Lieber Jan, alle reden über Bürokratieabbau – aber kaum jemand schafft echte Veränderungen. Was macht Hamburg anders?

Jan Pörksen: Uns geht es darum, was wir im Koalitionsvertrag festgehalten haben: Wir wollen das Leben für die Hamburgerinnen und Hamburger einfacher und unkomplizierter machen. Gerade auch im Umgang mit der Verwaltung. Als Stadtstaat haben wir den Vorteil, dass wir Dinge schnell ausprobieren und dann auf Bundesebene einbringen können. Ein Beispiel: Der von der Bundesregierung beschlossene „Bauturbo“ wurde ganz wesentlich auf Hamburger Initiative hin entwickelt.

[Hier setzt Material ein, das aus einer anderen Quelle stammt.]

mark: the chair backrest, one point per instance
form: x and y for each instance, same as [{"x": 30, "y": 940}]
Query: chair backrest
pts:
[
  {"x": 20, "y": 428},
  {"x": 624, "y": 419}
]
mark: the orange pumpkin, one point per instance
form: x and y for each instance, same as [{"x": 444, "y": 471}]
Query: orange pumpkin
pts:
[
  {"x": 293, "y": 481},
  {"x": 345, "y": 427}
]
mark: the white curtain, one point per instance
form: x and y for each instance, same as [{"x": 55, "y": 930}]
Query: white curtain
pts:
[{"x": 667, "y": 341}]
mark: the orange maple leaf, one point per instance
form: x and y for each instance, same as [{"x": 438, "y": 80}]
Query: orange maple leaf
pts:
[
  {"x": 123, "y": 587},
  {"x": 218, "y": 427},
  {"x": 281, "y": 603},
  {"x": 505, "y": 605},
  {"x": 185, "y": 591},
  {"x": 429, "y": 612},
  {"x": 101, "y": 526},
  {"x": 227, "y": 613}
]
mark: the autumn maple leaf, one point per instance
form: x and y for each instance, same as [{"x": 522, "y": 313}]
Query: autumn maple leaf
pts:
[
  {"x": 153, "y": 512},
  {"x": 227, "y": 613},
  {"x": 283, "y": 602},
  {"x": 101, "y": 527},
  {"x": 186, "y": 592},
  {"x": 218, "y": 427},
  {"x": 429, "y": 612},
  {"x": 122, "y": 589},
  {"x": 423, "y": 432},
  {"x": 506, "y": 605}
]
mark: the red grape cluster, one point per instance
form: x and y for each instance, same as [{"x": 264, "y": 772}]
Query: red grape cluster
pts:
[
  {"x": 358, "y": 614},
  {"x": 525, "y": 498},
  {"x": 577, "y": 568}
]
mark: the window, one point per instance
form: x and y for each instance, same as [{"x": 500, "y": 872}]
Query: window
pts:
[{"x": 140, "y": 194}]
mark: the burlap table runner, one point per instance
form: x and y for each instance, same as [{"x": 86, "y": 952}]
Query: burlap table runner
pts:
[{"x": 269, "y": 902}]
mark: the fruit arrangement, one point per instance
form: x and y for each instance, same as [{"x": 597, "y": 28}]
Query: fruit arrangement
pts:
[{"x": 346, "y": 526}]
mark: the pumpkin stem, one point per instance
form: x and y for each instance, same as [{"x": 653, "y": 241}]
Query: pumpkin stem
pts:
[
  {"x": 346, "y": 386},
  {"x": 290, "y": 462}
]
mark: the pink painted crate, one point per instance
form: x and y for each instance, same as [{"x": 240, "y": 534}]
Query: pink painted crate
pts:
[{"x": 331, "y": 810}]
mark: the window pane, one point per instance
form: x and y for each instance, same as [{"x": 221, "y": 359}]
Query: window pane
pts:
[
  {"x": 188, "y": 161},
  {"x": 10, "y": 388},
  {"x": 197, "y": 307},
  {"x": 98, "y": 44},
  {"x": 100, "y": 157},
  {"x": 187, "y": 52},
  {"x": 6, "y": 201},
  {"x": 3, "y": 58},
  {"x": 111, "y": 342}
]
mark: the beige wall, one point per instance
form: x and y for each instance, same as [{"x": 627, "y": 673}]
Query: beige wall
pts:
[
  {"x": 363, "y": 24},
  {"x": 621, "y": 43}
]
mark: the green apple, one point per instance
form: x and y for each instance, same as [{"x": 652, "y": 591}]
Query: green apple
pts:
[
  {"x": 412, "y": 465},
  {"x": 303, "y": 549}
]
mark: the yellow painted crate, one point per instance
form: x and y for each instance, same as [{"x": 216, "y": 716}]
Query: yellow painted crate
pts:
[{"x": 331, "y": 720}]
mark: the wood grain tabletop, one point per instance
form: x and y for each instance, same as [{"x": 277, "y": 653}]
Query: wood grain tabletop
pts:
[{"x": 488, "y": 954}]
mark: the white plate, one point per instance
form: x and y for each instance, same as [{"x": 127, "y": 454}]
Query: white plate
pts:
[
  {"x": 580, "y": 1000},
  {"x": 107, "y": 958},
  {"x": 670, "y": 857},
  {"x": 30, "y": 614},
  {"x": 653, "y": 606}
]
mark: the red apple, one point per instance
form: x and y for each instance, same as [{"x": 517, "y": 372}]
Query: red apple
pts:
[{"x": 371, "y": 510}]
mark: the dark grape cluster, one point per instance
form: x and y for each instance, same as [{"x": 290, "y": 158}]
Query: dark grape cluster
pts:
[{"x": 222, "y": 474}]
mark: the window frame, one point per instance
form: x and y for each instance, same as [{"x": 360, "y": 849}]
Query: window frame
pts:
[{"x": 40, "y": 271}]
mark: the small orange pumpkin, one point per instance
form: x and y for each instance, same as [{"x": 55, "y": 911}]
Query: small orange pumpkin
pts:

Wo kann man in Hamburg am schnellsten und spürbar Bürokratie abbauen? Und wo sind die dicksten Bretter?

Jan Pörksen: Der größte Hebel ist die Digitalisierung der Verwaltung. Da sind wir in Hamburg schon gut aufgestellt, auch wenn wir noch eine lange Strecke vor uns haben. Beispiele aus dem Alltag: Im Bewohnerparkgebiet kann ich für meinen Besuch innerhalb von einer Minute einfach und praktisch digital einen Besucherparkausweis bekommen.

Und man kann sich inzwischen ummelden, ohne aufs Amt zu müssen. Ein Verfahren, das Hamburg für die ganze Republik entwickelt hat und dem sich inzwischen ganz viele Kommunen angeschlossen haben.

Aber Bürokratieabbau bedeutet auch, Regeln infrage zu stellen: Brauchen wir wirklich alle Verfahren so, wie sie sind?

Jan Pörksen: Stadtentwicklungssenatorin Karen Pein ist mit der neuen Hamburgischen Bauordnung vorangegangen: Ab Januar kann man in Hamburg ein Einfamilienhaus ohne Baugenehmigung bauen. Das glaubt man kaum, ist aber so.

Digitalisierung klingt gut – aber Bürgerinnen und Bürger erleben häufig das Gegenteil: langsame Prozesse, Papierpost und umständliche Identifikationsverfahren. Wo hakt es wirklich?

Jan Pörksen: Digitalisierung muss Schritt für Schritt passieren. Wir haben viele Verfahren schon digitalisiert, aber einige zentrale Elemente fehlen noch: Wir warten alle auf die EU-Wallet, die eine schnelle digitale Identifizierung ermöglicht, oder die Registermodernisierung, damit die Daten laufen und nicht die Bürgerinnen und Bürger von Dienststelle zu Dienststelle müssen. Bei diesen großen Themen sind wir auf den Bund angewiesen, auch finanziell. Wir merken aber auch: oft wissen die Bürgerinnen und Bürger noch gar nicht, was alles digital geht. Daher machen wir gerade eine gezielte Informationskampagne dazu.

Welche Projekte stehen ganz oben auf der Bürokratieabbau-Liste? Was wird den Hamburger*innen zuerst auffallen?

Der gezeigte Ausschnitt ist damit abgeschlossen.